Parqués dans ces maisons exiguës, les villageois de Tamassit ne savaient pas quel sort l’armée française était en train de leur réserver. La nuit tombée, ils entendent des rafales et des bombardements dans les alentours du village. Les portes des cinq maisons ont étaient bloquées par les militaires avec des troncs d’arbres et de grosses pierres. Impossible de sortir dehors. À l’intérieur de ces maisons, des femmes âgées, des enfants en bas âge, mais aussi des parturientes.
Affamer pour punir
« Il y’avais une petite sortie dans la maison où j’étais emprisonné. Les militaires français ne se sont pas rendus compte. J’ai réussi à sortir par cette petite porte, mais je ne pouvais pas aller loin, car les militaires s’étaient installés juste à côté de la maison. Je sortais juste à côté de la maison pour ramener des herbes pour nous nourrir. Et par chance, il y avait aussi une petite source d’eau au même endroit. Donc je m’approvisionnais pour tout le monde » se souvient Dda Akli.
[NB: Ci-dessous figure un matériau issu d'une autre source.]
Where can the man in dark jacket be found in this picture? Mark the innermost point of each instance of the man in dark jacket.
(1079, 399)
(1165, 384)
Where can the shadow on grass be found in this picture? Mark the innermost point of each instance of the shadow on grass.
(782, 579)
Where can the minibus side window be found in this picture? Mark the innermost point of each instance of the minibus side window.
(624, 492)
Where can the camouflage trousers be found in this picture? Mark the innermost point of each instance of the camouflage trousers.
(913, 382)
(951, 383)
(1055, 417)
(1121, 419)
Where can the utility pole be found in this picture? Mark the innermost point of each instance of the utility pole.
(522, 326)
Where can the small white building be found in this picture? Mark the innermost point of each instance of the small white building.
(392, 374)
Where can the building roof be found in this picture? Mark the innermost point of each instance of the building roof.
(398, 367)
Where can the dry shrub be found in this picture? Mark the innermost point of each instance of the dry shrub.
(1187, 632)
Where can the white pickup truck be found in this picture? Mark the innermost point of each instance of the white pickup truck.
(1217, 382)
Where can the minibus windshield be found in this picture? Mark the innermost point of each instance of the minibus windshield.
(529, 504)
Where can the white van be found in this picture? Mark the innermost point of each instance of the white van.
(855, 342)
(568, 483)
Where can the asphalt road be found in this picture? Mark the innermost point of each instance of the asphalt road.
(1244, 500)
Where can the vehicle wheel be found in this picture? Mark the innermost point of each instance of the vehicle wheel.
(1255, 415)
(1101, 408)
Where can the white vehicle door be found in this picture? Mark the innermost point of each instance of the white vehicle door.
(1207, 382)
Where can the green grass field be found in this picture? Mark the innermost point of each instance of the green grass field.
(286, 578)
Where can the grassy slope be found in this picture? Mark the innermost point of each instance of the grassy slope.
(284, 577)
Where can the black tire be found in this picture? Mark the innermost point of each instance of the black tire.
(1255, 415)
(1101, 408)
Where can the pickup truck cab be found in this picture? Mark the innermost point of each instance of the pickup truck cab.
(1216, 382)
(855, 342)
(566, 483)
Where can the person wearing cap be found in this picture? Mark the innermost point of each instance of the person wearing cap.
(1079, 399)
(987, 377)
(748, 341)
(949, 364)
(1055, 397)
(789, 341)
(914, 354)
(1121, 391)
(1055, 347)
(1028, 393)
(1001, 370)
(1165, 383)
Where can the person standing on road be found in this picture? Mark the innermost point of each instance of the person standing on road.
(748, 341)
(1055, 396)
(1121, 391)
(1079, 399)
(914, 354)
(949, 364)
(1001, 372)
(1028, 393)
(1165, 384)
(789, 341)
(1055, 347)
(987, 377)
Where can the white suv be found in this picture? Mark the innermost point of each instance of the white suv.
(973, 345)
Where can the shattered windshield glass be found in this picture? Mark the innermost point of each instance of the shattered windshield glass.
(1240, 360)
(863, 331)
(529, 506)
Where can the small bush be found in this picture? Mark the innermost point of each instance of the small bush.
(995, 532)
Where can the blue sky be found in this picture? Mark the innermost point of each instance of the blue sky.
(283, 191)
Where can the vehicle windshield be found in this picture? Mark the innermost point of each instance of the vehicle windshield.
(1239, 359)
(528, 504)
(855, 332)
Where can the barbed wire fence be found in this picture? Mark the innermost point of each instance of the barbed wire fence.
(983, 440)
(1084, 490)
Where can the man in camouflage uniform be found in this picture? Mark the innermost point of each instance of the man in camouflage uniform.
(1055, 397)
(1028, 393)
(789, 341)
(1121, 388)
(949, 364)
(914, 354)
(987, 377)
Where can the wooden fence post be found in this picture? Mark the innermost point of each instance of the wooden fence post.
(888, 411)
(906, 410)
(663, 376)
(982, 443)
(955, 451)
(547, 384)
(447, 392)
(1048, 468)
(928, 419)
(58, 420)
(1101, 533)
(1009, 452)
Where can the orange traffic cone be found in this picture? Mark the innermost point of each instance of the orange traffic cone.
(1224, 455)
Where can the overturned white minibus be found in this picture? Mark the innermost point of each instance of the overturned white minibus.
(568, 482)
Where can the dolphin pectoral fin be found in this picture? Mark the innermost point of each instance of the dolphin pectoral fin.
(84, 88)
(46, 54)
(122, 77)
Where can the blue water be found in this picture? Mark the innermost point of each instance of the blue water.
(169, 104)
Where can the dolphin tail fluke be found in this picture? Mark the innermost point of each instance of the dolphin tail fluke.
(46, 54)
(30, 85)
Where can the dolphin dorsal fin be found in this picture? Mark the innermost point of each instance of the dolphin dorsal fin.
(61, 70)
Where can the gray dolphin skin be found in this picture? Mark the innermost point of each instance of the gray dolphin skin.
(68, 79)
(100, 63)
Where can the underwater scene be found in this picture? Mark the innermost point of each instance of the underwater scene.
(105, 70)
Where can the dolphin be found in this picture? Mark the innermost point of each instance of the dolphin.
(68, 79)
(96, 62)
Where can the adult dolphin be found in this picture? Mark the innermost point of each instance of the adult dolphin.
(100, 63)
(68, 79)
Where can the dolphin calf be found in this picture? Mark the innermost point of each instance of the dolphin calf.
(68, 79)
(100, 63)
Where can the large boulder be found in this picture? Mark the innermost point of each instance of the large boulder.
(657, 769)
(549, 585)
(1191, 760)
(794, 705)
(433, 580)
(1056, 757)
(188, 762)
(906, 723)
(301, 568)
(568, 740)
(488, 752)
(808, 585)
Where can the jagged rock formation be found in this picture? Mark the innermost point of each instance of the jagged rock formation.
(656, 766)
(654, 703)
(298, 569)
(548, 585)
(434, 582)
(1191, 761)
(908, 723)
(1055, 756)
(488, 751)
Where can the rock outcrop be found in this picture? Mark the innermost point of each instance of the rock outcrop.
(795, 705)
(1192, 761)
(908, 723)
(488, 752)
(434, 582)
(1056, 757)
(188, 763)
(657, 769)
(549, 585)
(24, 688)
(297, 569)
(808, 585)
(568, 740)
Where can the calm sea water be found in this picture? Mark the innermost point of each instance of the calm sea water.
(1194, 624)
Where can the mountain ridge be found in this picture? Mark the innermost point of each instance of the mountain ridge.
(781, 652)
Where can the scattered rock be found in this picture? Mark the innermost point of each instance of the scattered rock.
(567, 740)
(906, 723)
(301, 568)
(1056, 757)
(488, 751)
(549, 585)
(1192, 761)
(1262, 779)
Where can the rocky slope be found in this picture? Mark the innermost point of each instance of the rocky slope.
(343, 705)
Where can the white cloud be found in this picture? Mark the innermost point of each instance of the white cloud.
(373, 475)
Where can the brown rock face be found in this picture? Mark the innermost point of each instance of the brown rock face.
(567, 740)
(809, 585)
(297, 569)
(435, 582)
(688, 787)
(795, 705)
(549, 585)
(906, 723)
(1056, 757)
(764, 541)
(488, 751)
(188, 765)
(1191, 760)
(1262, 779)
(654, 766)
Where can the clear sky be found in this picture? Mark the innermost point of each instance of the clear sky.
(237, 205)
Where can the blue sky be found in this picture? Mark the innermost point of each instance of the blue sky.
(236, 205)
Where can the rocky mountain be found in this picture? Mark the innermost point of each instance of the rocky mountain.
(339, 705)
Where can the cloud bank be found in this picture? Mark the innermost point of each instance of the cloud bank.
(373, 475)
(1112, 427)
Si dans la maison où était emprisonné Dda Akli, ils trouvaient un moyen, même au péril de leurs vies, de manger des herbes et boire de l’eau, dans les autres maisons où étaient emprisonnés les autres villageois, i n’y avait aucune autre issue de secours. Les femmes savaient qu’il y avait des parturientes et d’autres femmes malades qui risquaient de mourir. « Au bout de trois jours, la situation était devenue insupportable. On avait commencé à creuser un trou pour rejoindre la maison d’à côté, mais on n’avait plus de force pour poursuivre nos efforts». A un moment de la journée, le bruit une rafale qui faisait irruption non loin de la maison avait mis fin au silence angoissant. Des bruits devant la maison, et la porte qui s’ouvrait. C’était Nna Hasni, une jeune femme qui était emprisonnée dans la maison mitoyenne à celle de Dda Akli. Elle avait réussi à s’échapper, franchir le mur de la courette et ouvrir la porte. Les militaires français l’avaient vue. Fort heureusement, leurs tirs et leurs balles ne l’avaient pas touchée. Une minute après, les militaires ont cassé la porte de la courette pour retrouver toutes les femmes et enfants. Un Harki qui porte le nom de Belaid pris la parole au milieu des soldats français et demanda nerveusement l’identité de la femme qui avait fui de l’autre maison. «Sans hésiter une seconde, et sans aucune peur, Nna Hasni lève sa tête et lui dit que c’est elle. Le Goumi lui demanda alors pourquoi elle a fait tout cela. Elle répond que c’est sa maison, et qu’elle n’a fait que rejoindre sa demeure. Le Harki a sauté sur elle pour la rouer de gifles, de coups de poings et coups de pieds », raconte Dda Akli.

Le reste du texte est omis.